Believe in Jesus as the gateway --- the only gateway --- to God’s sheepfold, and lo and behold, you’re through the gate. Don’t believe it, and the gate will close before you and remain closed forever. The major problem with this way of thinking is that it is grace-less. It makes getting into heaven a matter of saying and doing the right things, not a matter of God’s saying and doing good things to and for us that we not only do not deserve but can never deserve.

Another question about the Easter story stems from the way it tries to link Jesus’ resurrection with our own. Because he lives, it is said, we too shall live. It is the “because” in this affirmation that gives me pause. No reasonable person doubts the universality of the human hope to survive physical death, either individually or in a larger fellowship or both. And plenty of reasonable people have believed for a very long time that life in a world beyond this one is something not only worth counting on, but even a certainty that we can indeed count on. There should be no surprise, then, that Jesus could make it off a cross alive. Or that the crosses each of us has to bear in this life can be overcome in the next. The real surprise comes with the assertion that our making it to the next life is somehow dependent upon the fact that only Jesus made it.
“In” Christ, it is taught, resides our eternal destiny. The “in” here gives me as much trouble as the “because” just did. It cannot be that we climb into Christ merely by choosing to believe in him. If we are “in” him, it must be because we somehow have already been gathered into him, but the mysticism of all this begins to run riot very quickly. Except that it reminds us of who the Gatherer truly is, with whom we have most truly to deal. When all are safely gathered in, and when the whole of creation cries the Alleluia that has no end, it will be God and God alone who is glorified.
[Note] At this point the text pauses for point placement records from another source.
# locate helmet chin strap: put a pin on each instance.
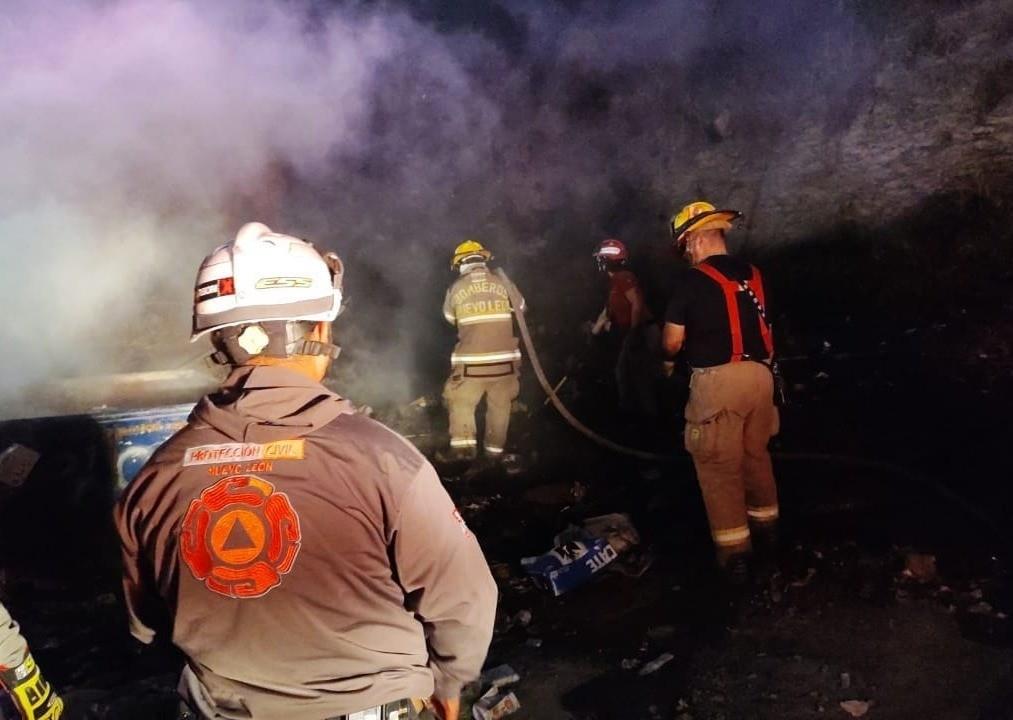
(277, 338)
(466, 267)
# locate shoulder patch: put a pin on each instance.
(240, 537)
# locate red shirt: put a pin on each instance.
(619, 307)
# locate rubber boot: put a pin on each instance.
(32, 696)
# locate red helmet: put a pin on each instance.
(610, 251)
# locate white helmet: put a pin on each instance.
(262, 276)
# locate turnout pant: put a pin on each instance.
(729, 419)
(462, 393)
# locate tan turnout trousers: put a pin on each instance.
(462, 394)
(729, 419)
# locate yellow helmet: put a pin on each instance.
(700, 216)
(469, 248)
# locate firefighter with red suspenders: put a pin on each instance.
(718, 321)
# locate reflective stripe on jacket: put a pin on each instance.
(478, 303)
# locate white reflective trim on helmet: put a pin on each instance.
(479, 357)
(264, 275)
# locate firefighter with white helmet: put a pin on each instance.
(32, 697)
(305, 558)
(486, 360)
(719, 321)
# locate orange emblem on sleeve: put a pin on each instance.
(240, 537)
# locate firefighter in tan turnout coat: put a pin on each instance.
(486, 360)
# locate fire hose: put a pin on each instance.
(875, 465)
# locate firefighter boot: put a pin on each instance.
(450, 456)
(765, 546)
(32, 696)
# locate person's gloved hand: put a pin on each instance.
(446, 709)
(32, 696)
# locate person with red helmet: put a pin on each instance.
(627, 319)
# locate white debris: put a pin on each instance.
(855, 708)
(656, 663)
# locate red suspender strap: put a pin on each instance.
(731, 303)
(757, 285)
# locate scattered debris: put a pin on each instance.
(494, 705)
(980, 609)
(810, 572)
(920, 567)
(855, 708)
(16, 463)
(616, 529)
(571, 563)
(661, 632)
(656, 664)
(499, 676)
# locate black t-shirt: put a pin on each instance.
(698, 303)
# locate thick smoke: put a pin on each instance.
(138, 135)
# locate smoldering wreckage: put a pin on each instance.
(886, 588)
(610, 606)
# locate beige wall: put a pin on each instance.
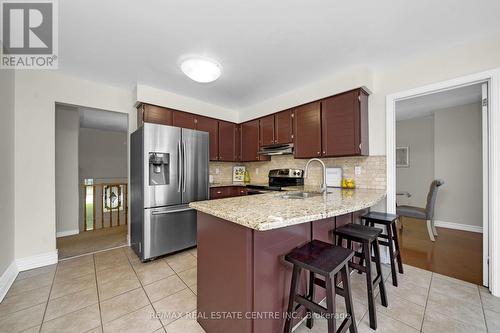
(418, 135)
(448, 146)
(66, 169)
(37, 92)
(458, 161)
(102, 154)
(7, 217)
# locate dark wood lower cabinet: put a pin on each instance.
(241, 271)
(183, 119)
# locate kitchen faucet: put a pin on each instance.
(323, 186)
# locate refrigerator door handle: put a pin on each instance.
(162, 212)
(184, 167)
(179, 166)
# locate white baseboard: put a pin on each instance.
(458, 226)
(7, 279)
(39, 260)
(67, 233)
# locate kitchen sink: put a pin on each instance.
(300, 195)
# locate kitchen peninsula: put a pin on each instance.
(243, 280)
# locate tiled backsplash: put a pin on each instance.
(373, 169)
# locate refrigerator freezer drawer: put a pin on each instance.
(167, 230)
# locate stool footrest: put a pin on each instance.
(358, 267)
(310, 305)
(344, 326)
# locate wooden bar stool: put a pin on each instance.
(367, 237)
(326, 260)
(392, 239)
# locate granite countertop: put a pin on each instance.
(224, 184)
(271, 211)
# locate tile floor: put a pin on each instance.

And finally, there is the question of the resurrection of the body. Not even Paul, the greatest Christian debater of the first century on this question, left things quite the way that many people seem to believe he did, with a conversation-stopping either-or to the Corinthians on the order of accept Jesus’ bodily resurrection (“seen” by 500+) or die forever in your unbelief. “Bodily” resurrection? You mean, like my going-to-flab, arteries-hardening, adrenaline-surging, one-thing-after-another-going-wrong body? Or like the body of a friend who was down to flesh and bones at the time of his death from a demonically rampaging cancer? Or like the mangled bodies of a family broadsided at an intersection by a drunken driver who ran a stop sign? No, Paul wrote, not like these. Whatever the spiritual” body is that we will inherit, it will be less like the flesh that Jesus became and more like the Life and the Light that he once was. It will be a body so gloriously changed as to be beyond the power of all our language to express.

The Christian story, as I am thinking about it this Eastertide, is the story of a good man who believed in an even better God, a God whose pure, unbounded Love hallows all things and transforms everything that is less than good in them into something that is good beyond all our thinking and imagining, in worlds without end.